Un altro elemento importante è quello della formazione. Abbiamo partecipato a diversi corsi organizzati dall’ULSA ed altri organizzati da noi. Ciascuno ha poi un percorso di aggiornamento professionale individuale, perché le norme contabili e le procedure di revisione sono sempre in divenire e noi abbiamo il dovere di conoscerle.
I compiti di verifica e di segnalazione assegnati al revisore sono fondamentali per garantire trasparenza nelle attività economico-finanziarie vaticane, come dimostrano le recenti vicende giudiziarie relative alla vendita dell’immobile di Londra. Quali risultati avete ottenuto finora e quanto c’è ancora da fare in questa direzione?
Ovviamente mi attendevo questa domanda e, come è naturale, non posso entrare nello specifico di quanto abbiamo appurato relativamente alla vicenda di Londra per cui è in corso un processo.
Quello che però che mi sento di dire che in questa, come in altre vicende dove abbiamo identificato sospetti illeciti, non necessariamente penali, l’esito, al di là di quanto potranno stabilire le sentenze, è stato quello di cambiare il modus operandi delle realtà da noi revisionate e direi che parte delle riforme economiche sono anche il frutto di quanto da noi evidenziato sulle ragioni che potevano condurre ad atti illeciti.

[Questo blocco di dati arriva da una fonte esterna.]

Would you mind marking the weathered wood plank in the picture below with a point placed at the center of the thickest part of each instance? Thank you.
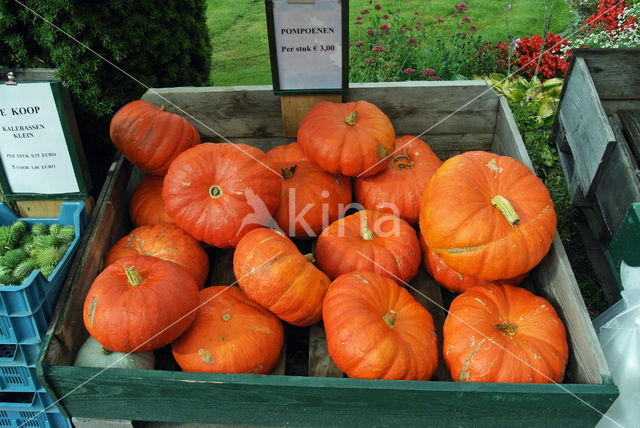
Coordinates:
(614, 71)
(555, 282)
(620, 184)
(320, 362)
(586, 128)
(630, 120)
(312, 401)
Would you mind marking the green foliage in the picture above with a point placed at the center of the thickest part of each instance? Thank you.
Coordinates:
(108, 53)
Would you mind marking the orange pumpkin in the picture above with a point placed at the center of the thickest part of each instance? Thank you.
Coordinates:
(376, 330)
(146, 206)
(165, 241)
(487, 216)
(354, 139)
(449, 278)
(369, 240)
(400, 186)
(140, 304)
(151, 137)
(217, 192)
(231, 334)
(311, 198)
(504, 333)
(271, 271)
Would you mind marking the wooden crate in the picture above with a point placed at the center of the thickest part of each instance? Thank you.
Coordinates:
(597, 132)
(306, 388)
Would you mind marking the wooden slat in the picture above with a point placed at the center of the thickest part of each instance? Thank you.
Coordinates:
(614, 71)
(320, 362)
(630, 120)
(555, 281)
(586, 127)
(620, 184)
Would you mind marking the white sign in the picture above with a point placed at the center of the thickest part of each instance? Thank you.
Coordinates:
(32, 144)
(308, 41)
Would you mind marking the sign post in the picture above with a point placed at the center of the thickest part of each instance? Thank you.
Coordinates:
(309, 47)
(40, 151)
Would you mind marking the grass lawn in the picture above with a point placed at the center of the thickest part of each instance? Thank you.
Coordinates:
(238, 29)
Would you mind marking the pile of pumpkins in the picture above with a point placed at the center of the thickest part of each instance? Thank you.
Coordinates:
(478, 222)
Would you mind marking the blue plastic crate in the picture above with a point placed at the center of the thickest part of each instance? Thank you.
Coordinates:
(26, 327)
(18, 379)
(27, 297)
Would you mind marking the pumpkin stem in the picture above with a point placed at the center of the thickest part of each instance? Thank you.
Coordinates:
(508, 327)
(504, 206)
(398, 162)
(287, 173)
(365, 231)
(390, 318)
(215, 191)
(133, 276)
(351, 119)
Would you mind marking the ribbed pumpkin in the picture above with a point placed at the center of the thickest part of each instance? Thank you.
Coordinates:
(231, 334)
(140, 304)
(312, 198)
(146, 206)
(377, 330)
(217, 192)
(165, 241)
(151, 137)
(369, 240)
(504, 333)
(452, 280)
(400, 186)
(354, 139)
(487, 216)
(271, 271)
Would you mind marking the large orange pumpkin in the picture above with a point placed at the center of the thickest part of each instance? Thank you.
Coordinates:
(354, 139)
(151, 137)
(504, 333)
(271, 271)
(146, 206)
(140, 304)
(400, 186)
(165, 241)
(369, 240)
(312, 198)
(231, 334)
(219, 191)
(487, 216)
(449, 278)
(377, 330)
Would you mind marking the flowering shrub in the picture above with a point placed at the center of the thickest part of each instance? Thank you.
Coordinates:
(391, 47)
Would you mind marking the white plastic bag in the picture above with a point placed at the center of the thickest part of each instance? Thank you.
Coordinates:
(618, 330)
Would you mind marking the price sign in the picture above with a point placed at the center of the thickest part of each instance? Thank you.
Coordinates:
(37, 142)
(308, 41)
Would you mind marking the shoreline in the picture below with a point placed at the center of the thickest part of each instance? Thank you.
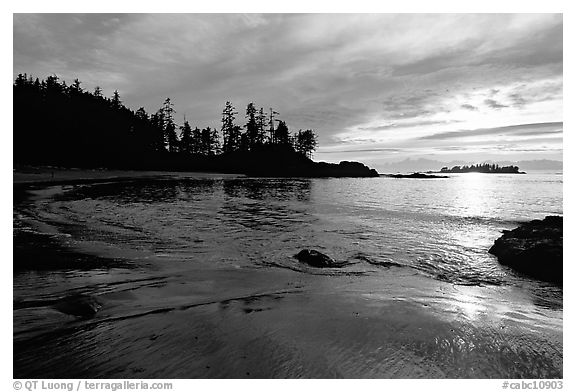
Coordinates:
(271, 323)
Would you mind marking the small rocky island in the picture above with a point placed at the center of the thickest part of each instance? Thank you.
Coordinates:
(534, 248)
(483, 168)
(414, 175)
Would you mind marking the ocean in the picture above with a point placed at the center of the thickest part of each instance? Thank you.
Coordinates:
(196, 278)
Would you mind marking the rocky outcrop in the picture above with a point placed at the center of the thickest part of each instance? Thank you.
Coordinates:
(415, 175)
(534, 248)
(80, 305)
(317, 259)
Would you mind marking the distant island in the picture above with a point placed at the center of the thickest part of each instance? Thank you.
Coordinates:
(413, 175)
(483, 168)
(62, 125)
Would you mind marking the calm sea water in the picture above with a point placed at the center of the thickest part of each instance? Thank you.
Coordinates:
(389, 230)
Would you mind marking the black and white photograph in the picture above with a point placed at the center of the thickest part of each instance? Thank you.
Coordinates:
(287, 196)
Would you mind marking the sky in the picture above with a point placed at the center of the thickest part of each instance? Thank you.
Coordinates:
(377, 88)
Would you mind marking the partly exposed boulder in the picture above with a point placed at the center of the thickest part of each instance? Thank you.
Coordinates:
(534, 248)
(317, 259)
(79, 305)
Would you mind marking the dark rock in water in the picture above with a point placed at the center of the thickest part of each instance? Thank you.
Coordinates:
(79, 305)
(534, 248)
(414, 175)
(317, 259)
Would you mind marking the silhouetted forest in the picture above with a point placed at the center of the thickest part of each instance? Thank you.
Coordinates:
(61, 125)
(482, 168)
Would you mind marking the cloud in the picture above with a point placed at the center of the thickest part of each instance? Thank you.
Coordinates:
(494, 104)
(516, 130)
(341, 74)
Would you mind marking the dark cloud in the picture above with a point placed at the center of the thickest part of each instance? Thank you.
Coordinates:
(336, 73)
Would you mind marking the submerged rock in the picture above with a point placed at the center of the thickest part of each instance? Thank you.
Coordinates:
(534, 248)
(317, 259)
(78, 305)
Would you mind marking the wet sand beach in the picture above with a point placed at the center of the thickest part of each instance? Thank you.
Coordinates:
(87, 305)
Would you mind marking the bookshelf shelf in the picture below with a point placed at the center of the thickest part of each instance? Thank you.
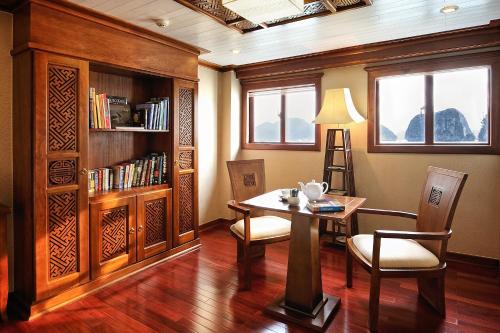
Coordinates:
(100, 196)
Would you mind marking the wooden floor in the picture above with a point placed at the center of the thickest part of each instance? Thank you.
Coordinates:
(199, 292)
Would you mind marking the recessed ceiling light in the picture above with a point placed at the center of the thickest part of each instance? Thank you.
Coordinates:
(447, 9)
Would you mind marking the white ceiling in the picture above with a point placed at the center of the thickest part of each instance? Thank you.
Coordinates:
(384, 20)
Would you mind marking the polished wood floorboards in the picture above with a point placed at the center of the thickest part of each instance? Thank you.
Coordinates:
(199, 293)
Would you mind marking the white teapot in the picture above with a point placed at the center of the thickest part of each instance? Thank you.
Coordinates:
(313, 190)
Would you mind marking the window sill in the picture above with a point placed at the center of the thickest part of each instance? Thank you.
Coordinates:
(282, 146)
(435, 149)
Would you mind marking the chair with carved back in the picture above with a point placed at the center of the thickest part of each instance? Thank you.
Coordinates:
(254, 230)
(419, 254)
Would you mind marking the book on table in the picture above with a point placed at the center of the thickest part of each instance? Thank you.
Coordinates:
(325, 205)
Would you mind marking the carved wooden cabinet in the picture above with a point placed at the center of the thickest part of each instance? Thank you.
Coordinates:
(112, 235)
(154, 214)
(69, 241)
(129, 229)
(60, 181)
(185, 173)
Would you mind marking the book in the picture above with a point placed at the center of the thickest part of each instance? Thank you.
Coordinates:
(321, 206)
(150, 170)
(164, 172)
(117, 100)
(91, 108)
(120, 115)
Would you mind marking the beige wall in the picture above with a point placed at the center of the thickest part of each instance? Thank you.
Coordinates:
(394, 181)
(6, 115)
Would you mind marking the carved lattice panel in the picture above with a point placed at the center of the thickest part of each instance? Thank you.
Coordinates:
(62, 108)
(114, 233)
(230, 19)
(186, 160)
(186, 117)
(62, 234)
(186, 204)
(155, 211)
(62, 172)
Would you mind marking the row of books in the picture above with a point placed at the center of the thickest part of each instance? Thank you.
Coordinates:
(107, 112)
(100, 108)
(325, 206)
(151, 170)
(154, 115)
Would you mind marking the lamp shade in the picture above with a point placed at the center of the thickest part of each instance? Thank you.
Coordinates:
(338, 108)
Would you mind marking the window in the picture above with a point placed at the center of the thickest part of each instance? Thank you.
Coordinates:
(278, 113)
(441, 105)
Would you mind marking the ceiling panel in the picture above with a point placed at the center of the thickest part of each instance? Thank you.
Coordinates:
(384, 20)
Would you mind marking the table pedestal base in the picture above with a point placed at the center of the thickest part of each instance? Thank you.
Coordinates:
(317, 320)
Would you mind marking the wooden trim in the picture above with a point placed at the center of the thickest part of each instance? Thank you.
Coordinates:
(42, 25)
(210, 65)
(216, 223)
(431, 44)
(491, 59)
(461, 258)
(278, 82)
(115, 23)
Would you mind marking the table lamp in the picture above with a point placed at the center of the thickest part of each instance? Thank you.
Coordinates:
(338, 108)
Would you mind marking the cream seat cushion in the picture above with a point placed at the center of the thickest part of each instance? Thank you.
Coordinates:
(263, 227)
(396, 252)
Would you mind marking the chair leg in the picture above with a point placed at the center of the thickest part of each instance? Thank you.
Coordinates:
(433, 291)
(348, 267)
(374, 301)
(247, 268)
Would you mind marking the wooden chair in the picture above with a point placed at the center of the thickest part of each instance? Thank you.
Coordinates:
(420, 254)
(254, 230)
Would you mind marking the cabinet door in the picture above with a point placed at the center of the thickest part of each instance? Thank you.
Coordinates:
(185, 173)
(60, 181)
(112, 235)
(154, 214)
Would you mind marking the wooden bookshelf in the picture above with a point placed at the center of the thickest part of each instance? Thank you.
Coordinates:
(135, 130)
(99, 196)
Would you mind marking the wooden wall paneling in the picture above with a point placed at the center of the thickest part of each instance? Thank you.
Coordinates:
(65, 28)
(459, 40)
(154, 226)
(60, 178)
(113, 235)
(110, 148)
(23, 177)
(185, 170)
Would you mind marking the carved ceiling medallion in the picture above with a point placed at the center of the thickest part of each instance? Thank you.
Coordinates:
(312, 8)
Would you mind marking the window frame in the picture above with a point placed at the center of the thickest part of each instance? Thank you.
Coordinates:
(278, 82)
(429, 66)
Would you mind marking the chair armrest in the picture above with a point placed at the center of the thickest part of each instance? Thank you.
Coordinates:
(240, 209)
(442, 235)
(386, 212)
(379, 234)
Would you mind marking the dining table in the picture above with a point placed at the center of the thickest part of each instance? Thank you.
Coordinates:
(304, 301)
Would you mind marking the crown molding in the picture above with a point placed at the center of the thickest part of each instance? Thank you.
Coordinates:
(474, 38)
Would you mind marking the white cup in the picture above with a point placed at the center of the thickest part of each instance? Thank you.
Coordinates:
(285, 192)
(293, 201)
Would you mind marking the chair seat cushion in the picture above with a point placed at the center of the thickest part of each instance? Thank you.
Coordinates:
(263, 227)
(396, 252)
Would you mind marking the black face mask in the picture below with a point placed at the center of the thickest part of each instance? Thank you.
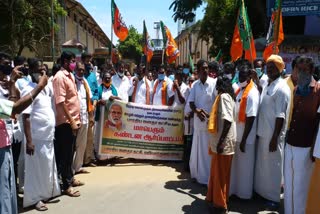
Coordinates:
(6, 69)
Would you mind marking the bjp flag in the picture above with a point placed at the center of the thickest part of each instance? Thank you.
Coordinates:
(119, 27)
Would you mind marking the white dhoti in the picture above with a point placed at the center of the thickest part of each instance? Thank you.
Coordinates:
(200, 159)
(242, 172)
(268, 170)
(41, 179)
(297, 172)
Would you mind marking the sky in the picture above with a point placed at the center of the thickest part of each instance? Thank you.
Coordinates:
(134, 12)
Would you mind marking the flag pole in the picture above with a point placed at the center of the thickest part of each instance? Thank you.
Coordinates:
(245, 10)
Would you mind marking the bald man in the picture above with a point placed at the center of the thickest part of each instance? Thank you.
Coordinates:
(272, 123)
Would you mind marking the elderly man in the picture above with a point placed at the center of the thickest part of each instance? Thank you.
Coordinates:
(41, 178)
(86, 113)
(162, 89)
(142, 87)
(301, 136)
(201, 98)
(8, 198)
(247, 104)
(272, 122)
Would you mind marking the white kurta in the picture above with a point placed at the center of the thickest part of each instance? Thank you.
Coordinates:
(268, 169)
(242, 171)
(123, 86)
(157, 93)
(41, 179)
(106, 93)
(203, 95)
(140, 96)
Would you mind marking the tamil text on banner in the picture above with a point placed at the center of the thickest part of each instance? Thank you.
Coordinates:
(142, 131)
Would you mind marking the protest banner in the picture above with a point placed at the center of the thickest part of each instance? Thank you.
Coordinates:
(142, 131)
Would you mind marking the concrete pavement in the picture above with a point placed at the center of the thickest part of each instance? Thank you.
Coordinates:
(141, 187)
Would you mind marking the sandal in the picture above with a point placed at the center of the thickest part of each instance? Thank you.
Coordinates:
(82, 171)
(77, 183)
(40, 206)
(71, 193)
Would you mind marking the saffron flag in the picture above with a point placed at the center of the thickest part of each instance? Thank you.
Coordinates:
(147, 46)
(275, 34)
(170, 45)
(119, 27)
(242, 37)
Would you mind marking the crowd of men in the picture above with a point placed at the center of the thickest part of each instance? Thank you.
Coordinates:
(248, 127)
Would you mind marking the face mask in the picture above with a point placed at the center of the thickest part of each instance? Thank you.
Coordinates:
(6, 69)
(243, 84)
(304, 79)
(185, 70)
(36, 76)
(259, 72)
(72, 66)
(161, 77)
(229, 76)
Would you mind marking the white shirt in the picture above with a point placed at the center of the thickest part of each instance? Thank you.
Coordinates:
(185, 91)
(253, 101)
(82, 95)
(203, 96)
(275, 104)
(141, 91)
(123, 85)
(157, 97)
(42, 117)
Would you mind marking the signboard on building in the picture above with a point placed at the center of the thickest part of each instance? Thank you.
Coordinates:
(296, 7)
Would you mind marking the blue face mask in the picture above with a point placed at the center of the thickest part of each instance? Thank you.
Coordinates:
(171, 77)
(185, 70)
(259, 72)
(161, 77)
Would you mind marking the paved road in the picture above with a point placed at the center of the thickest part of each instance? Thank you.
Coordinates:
(141, 187)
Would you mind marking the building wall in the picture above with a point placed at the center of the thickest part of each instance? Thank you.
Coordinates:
(199, 48)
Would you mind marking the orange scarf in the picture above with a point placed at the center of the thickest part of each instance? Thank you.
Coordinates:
(89, 103)
(163, 91)
(147, 92)
(213, 119)
(243, 102)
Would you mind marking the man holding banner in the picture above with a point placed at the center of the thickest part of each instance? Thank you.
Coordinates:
(142, 87)
(201, 99)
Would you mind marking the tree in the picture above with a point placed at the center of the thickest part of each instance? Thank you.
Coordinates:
(131, 48)
(26, 23)
(220, 19)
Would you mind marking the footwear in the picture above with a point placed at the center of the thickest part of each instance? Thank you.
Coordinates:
(71, 193)
(82, 171)
(76, 183)
(40, 206)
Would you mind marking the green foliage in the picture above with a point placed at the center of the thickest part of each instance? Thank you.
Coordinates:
(220, 19)
(27, 23)
(131, 48)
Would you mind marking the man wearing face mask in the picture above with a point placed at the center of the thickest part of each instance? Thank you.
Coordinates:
(301, 137)
(142, 87)
(122, 83)
(201, 98)
(247, 104)
(39, 123)
(91, 78)
(260, 77)
(67, 120)
(162, 89)
(272, 124)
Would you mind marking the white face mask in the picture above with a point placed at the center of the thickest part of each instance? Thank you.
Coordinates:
(229, 76)
(243, 84)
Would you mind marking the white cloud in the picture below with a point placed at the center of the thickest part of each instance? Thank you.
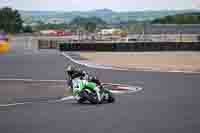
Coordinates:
(123, 5)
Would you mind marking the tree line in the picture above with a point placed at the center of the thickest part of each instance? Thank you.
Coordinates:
(187, 18)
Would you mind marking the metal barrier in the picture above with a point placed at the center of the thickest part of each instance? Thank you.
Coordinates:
(136, 46)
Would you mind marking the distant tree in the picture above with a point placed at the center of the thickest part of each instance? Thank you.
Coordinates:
(89, 24)
(27, 29)
(188, 18)
(10, 20)
(90, 27)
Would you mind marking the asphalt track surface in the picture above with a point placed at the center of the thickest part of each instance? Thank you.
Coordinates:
(168, 103)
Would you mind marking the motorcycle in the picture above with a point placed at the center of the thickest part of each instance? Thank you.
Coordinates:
(88, 94)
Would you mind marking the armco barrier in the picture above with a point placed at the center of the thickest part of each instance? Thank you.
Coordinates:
(137, 46)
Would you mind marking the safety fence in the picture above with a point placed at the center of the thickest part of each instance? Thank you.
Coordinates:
(136, 46)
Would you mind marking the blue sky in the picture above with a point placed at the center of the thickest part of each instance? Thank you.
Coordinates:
(117, 5)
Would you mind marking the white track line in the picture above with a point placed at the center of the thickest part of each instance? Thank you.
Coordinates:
(23, 103)
(154, 69)
(89, 65)
(14, 104)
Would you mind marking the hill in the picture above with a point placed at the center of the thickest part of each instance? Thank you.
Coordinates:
(107, 15)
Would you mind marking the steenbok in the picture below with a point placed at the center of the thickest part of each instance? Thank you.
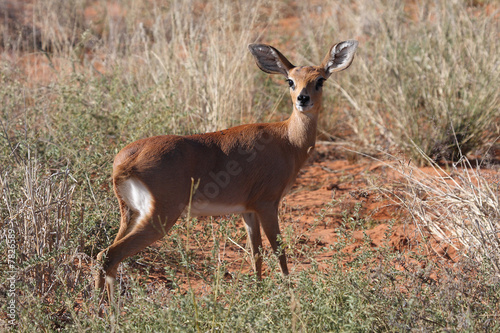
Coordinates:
(241, 170)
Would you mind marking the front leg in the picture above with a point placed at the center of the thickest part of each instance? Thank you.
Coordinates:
(268, 216)
(252, 225)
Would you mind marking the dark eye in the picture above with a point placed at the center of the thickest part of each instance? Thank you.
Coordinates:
(319, 83)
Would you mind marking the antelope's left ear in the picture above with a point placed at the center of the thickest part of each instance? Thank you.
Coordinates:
(340, 56)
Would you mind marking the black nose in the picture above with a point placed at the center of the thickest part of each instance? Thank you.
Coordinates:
(303, 99)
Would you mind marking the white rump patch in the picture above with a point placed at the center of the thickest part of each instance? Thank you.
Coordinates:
(137, 196)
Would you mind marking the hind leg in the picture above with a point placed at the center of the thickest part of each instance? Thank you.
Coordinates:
(144, 233)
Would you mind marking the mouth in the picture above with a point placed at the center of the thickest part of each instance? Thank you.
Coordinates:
(303, 107)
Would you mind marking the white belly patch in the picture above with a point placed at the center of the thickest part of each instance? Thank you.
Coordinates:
(214, 209)
(137, 196)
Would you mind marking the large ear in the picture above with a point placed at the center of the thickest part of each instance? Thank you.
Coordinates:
(339, 57)
(270, 60)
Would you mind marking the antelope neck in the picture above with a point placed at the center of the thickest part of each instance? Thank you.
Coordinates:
(302, 128)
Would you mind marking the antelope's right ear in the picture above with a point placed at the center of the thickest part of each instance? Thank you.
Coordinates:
(270, 60)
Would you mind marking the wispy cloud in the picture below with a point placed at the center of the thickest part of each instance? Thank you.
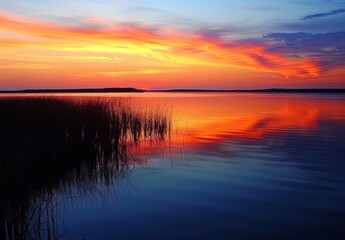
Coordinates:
(328, 48)
(318, 15)
(140, 46)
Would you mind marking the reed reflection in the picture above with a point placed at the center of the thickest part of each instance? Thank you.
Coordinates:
(54, 146)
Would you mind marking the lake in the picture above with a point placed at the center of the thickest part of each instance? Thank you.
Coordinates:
(218, 166)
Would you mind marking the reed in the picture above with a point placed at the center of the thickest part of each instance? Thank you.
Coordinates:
(52, 146)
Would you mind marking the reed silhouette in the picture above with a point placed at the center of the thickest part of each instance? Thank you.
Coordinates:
(56, 146)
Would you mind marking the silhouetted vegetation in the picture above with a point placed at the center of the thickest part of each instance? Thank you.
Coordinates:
(52, 146)
(77, 90)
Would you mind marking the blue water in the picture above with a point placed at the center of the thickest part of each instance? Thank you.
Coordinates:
(275, 169)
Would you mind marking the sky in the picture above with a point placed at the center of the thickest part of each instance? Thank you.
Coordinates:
(156, 44)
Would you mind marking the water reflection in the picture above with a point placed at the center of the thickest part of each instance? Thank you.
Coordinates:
(53, 147)
(259, 166)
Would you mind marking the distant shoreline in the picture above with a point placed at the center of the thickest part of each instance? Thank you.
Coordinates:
(79, 90)
(134, 90)
(269, 90)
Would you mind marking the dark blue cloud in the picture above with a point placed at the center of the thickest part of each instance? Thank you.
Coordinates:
(327, 48)
(318, 15)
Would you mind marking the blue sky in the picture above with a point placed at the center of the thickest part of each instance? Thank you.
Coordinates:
(308, 31)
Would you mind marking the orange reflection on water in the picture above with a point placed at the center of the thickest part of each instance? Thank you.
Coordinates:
(251, 116)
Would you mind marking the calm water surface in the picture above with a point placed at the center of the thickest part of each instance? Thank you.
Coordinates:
(237, 166)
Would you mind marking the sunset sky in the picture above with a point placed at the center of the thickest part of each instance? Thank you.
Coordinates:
(158, 44)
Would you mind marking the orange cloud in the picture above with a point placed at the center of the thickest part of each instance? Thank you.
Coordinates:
(133, 50)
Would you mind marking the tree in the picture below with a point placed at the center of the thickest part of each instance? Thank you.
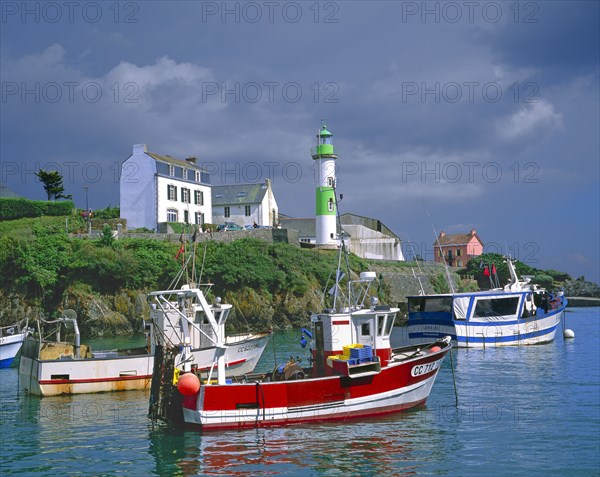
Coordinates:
(52, 181)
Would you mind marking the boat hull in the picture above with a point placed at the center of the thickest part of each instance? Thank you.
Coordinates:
(120, 373)
(480, 334)
(399, 386)
(9, 347)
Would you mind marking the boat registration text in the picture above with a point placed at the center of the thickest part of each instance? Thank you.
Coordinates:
(421, 369)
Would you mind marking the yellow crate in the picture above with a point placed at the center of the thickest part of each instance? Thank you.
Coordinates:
(349, 347)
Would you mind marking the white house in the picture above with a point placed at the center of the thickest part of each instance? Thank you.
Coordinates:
(156, 188)
(245, 204)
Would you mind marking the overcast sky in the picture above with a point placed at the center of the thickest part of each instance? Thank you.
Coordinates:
(445, 115)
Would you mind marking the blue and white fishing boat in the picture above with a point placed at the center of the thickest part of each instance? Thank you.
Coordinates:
(11, 340)
(518, 314)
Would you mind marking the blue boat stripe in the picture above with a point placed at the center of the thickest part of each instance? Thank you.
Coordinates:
(504, 339)
(470, 308)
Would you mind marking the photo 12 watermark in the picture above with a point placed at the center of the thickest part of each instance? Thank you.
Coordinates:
(69, 12)
(469, 172)
(53, 92)
(237, 172)
(470, 12)
(269, 92)
(269, 12)
(468, 91)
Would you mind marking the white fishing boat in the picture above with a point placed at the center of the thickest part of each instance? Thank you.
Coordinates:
(518, 314)
(56, 367)
(11, 340)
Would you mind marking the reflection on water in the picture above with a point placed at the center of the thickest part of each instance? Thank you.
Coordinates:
(373, 447)
(531, 411)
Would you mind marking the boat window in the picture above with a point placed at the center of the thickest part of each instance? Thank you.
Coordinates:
(380, 324)
(389, 324)
(496, 306)
(430, 304)
(201, 318)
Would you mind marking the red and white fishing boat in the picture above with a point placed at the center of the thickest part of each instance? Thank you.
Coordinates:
(353, 373)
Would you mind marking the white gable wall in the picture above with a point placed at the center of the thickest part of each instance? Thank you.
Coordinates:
(137, 189)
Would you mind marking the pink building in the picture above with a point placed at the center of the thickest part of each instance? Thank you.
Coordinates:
(457, 249)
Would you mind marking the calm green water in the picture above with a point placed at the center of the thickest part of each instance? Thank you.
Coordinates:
(531, 411)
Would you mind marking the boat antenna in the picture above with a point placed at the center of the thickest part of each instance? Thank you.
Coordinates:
(203, 261)
(343, 251)
(418, 266)
(437, 239)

Forse sono troppo ottimista, ma ritengo che oggi ci sia maggiore consapevolezza dei rischi che possano essere commessi degli illeciti all’interno delle amministrazioni della Santa Sede e dello Stato.
Una cosa però, per quanto ovvia, vorrei ricordarla: sono convinto che la gran parte delle persone che lavorano qui lo fanno con autentica adesione di servizio alla Santa Sede e al Santo Padre e che l’immagine che a volte i media danno della nostra realtà sia distorta in senso negativo.